It is now “official” that the Chinese economy has overtaken that of the US to become the world’s largest.  New IMF numbers say China will produce $17.6 trillion this year with the US second at $17.4 trillion. As recently as 2000 the US economy was three times the size of China’s.

Beijing’s factory output declined in November, another indication of lower oil demand ahead. Industrial production was 7.2 percent over November 2013, but was down from October’s 7.7 percent increase and September’s 8 percent. Some western economists are saying more vehemently that China’s official growth numbers are inflated and that real growth is closer to 3 or 4 percent. Chinese refiners produced near record volumes of refined products in November increasing output by 5.5 percent year over year to 10.3 million b/d. The Chinese are taking advantage of low oilprices to import larger amounts of crude than they are actually consuming, some of which is being refined for storage or export while the rest is going into the strategic reserve.

China’s environmental problems continue to move up the priority ladder and may eventually slow the country’s breakneck economic growth. Last week China opened the first sections of an $80 billion project to divert water from the Yangtze directly to the water-short northern plains. This project would be the equivalent of the US diverting part of the Mississippi’s flow to New England.

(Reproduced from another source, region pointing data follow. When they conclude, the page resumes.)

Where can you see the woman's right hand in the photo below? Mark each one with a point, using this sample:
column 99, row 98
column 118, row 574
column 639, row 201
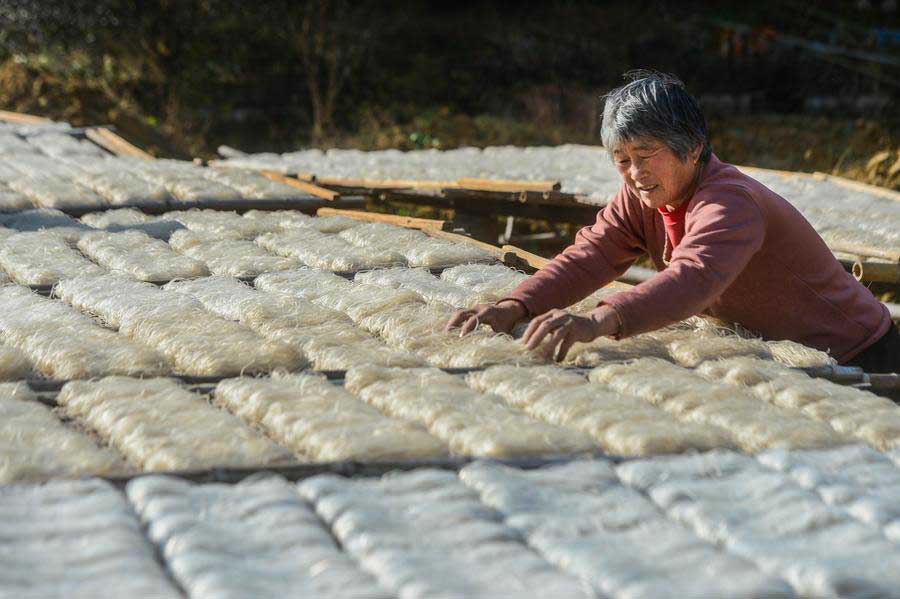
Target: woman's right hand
column 501, row 317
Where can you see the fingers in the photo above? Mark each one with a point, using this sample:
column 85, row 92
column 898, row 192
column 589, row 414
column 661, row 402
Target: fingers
column 459, row 317
column 470, row 325
column 538, row 331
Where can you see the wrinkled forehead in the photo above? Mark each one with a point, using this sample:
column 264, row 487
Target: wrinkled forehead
column 636, row 144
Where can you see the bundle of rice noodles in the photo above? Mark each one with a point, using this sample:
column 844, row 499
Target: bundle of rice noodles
column 471, row 423
column 14, row 365
column 35, row 445
column 118, row 216
column 94, row 537
column 419, row 280
column 42, row 258
column 229, row 257
column 252, row 185
column 322, row 421
column 140, row 256
column 797, row 355
column 178, row 326
column 261, row 311
column 522, row 386
column 121, row 188
column 752, row 424
column 13, row 201
column 159, row 425
column 361, row 300
column 219, row 222
column 63, row 344
column 279, row 220
column 326, row 252
column 693, row 351
column 307, row 283
column 51, row 191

A major part of China’s plan to clean up the air in its eastern cities involves construction of some 50 plants to gasify coal in the western provinces and send it by pipeline to the eastern cities thereby reducing the need to burn coal in densely populated areas. The only problem is that gasifying the coal releases more carbon into the atmosphere than simply burning it. Environmentalists are very upset about Beijing’s use of coal gasification on this scale.  Last week a Houston-based company announced a contract to help build three of these plants.

4. Russia/Ukraine

The budding cold war between Moscow and the West continued last week with Russia promising retaliation if Congress enacts new sanctions against it. The Russians continue to fly provocative reconnaissance missions against Europe including one that the Swedes say nearly collided with an airliner last week. Moscow denounced US non-lethal aid to Ukraine last week and lauded its growing energy sales to China.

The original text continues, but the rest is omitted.